Pada backpack, tekanan tidak hanya berasal dari berat laptop. Shoulder strap juga menerima:

  • Tarikan ketika tas diangkat.
  • Hentakan ketika pengguna berlari.
  • Gerakan saat tas dipakai dan dilepas.
  • Tarikan ketika strap diatur.
  • Beban miring saat tas dibawa satu bahu.
  • Gesekan selama perjalanan.
  • Tekanan ketika tas diletakkan atau ditarik.

Bartack membantu memperkuat area kecil yang menjadi jalur transfer beban tersebut.

Pola jahitan rapat memperluas area penguncian benang sehingga sambungan tidak hanya bergantung pada satu atau dua tusukan.

Namun, jahitan bartack tetap harus bertemu dengan material yang memadai. Jika kain tempat jahitan dipasang terlalu tipis, sudah sobek, atau tidak diberi lapisan penopang, jahitan yang rapat pun belum tentu mampu bekerja maksimal.

Bartack Bukan Satu-Satunya Penentu Kekuatan Tas

Sobat PEGE mungkin menemukan tas dengan pola jahitan padat pada shoulder strap, lalu langsung menyimpulkan tas tersebut pasti kuat.

Belum tentu.

Ciri tas ransel kuat harus dilihat sebagai satu sistem. Kualitas akhirnya dipengaruhi oleh kombinasi:

Material luar

Kain harus sesuai dengan beban dan fungsi tas. Material terlalu tipis dapat tertarik di sekitar lubang jahitan.

Webbing

Tali anyaman perlu mempunyai lebar, ketebalan, dan konstruksi yang sesuai. Webbing yang mudah berbulu atau melintir dapat menjadi titik lemah.

Benang

Jenis dan ukuran benang harus sesuai dengan kain, jarum, serta beban yang diperkirakan.

Pola jahitan

Jumlah tusukan yang banyak tidak otomatis lebih baik jika polanya terlalu sempit, salah posisi, atau justru merusak material.

Lapisan penguat

Beberapa titik memerlukan webbing tambahan, backing fabric, foam, atau material berlapis agar gaya tarikan tidak hanya diterima permukaan luar.

Jahitan utama

Bartack tidak dapat menggantikan jahitan utama yang buruk. Sambungan panel, binding, dan seam allowance tetap harus dikerjakan dengan baik.

Konstruksi shoulder strap

Foam, mesh, webbing, dan material penutup harus tersambung sebagai satu bagian yang stabil.

Quality control

Jahitan perlu diperiksa untuk memastikan tidak ada benang putus, pola bergeser, material terlipat, atau bagian yang tidak terkunci sempurna.

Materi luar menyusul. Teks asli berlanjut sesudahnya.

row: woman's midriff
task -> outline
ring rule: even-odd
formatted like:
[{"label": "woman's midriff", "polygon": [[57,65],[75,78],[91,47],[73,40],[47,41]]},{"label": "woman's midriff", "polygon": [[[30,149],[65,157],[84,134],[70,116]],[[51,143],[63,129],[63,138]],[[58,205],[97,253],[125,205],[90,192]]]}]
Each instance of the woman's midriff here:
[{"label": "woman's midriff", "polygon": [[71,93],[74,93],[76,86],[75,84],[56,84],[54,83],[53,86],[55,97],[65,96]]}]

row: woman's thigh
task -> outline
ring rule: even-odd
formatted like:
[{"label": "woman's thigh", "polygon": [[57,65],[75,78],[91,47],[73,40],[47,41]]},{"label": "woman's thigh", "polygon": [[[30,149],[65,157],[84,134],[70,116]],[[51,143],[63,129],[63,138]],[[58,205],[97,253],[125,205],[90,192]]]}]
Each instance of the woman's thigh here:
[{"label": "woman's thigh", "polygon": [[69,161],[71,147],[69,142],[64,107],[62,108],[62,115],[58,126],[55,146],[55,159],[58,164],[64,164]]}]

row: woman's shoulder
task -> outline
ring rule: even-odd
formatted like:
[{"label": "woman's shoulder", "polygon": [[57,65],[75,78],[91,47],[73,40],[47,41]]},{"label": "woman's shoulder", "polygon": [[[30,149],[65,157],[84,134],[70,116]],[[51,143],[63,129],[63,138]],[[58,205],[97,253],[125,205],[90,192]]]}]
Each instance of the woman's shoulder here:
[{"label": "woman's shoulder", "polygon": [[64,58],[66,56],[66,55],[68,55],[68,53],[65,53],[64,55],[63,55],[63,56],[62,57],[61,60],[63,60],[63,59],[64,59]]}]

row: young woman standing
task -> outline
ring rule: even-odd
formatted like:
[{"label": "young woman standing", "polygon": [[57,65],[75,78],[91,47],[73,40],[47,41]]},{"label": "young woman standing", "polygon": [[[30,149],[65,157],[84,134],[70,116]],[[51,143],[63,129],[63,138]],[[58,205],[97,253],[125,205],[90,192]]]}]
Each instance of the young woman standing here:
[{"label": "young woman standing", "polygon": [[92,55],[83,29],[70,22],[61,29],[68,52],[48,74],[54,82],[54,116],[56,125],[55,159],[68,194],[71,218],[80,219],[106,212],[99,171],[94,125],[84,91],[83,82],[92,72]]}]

Jadi, jangan menilai ketahanan ransel hanya dari satu kotak jahitan yang terlihat pada permukaan.

Seperti Apa Bartack yang Terlihat Rapi?

Sobat PEGE tidak perlu menjadi ahli jahit untuk melakukan pemeriksaan sederhana.

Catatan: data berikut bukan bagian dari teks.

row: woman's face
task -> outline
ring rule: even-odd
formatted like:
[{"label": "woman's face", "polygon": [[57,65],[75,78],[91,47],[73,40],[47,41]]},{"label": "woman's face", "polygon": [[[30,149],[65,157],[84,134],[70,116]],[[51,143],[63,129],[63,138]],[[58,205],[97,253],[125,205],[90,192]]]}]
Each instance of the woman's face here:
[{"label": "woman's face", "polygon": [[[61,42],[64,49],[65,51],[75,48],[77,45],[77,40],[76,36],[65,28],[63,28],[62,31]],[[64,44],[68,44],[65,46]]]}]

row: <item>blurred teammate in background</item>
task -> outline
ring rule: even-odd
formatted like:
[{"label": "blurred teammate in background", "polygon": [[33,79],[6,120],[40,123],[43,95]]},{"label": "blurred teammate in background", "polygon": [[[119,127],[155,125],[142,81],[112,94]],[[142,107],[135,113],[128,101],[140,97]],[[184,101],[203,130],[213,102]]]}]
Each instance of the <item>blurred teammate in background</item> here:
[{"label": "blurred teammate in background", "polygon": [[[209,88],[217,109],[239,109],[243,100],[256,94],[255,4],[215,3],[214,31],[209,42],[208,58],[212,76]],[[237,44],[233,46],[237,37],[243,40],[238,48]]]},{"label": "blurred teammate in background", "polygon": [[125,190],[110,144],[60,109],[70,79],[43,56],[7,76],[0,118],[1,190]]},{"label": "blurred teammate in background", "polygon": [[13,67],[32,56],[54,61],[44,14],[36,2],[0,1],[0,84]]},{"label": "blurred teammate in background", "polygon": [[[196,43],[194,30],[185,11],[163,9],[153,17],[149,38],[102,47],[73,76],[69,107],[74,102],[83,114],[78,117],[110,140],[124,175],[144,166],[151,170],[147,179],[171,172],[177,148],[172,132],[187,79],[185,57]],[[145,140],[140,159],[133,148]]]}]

Bartack yang terlihat rapi umumnya memiliki karakter:

  • Jahitan rapat dan konsisten.
  • Polanya tidak miring berlebihan.
  • Tidak ada benang yang menggantung panjang.
  • Material di sekitarnya tidak mengerut ekstrem.
  • Tidak terlihat lubang kain yang membesar.
  • Ujung benang terkunci.
  • Posisinya tepat pada area sambungan.
  • Webbing tidak terlipat di bawah pola jahitan.
  • Tidak ada bagian pola yang terlewat.

Namun, penampilan luar tidak cukup membuktikan kapasitas beban.

Ketahanan aktual baru bisa diketahui lebih meyakinkan melalui spesifikasi material, standar produksi, dan pengujian beban produk.

Karena itu, klaim seperti “pasti tidak akan putus” atau “kuat menahan beban berapa pun” sebaiknya dihindari tanpa data pengujian.

Ciri Tas Ransel Kuat yang Bisa Diperiksa Sebelum Membeli

1. Sambungan Shoulder Strap Terlihat Meyakinkan

Periksa bagian atas dan bawah kedua shoulder strap.

Jangan hanya melihat bagian depannya. Balik tas dan perhatikan:

  • Apakah strap masuk cukup dalam ke panel?
  • Apakah terdapat jahitan penguat?
  • Apakah pola kanan dan kiri terlihat seimbang?
  • Apakah kain di sekitar sambungan mengerut?
  • Apakah ada benang terlepas?
  • Apakah webbing terlihat tipis atau mudah melintir?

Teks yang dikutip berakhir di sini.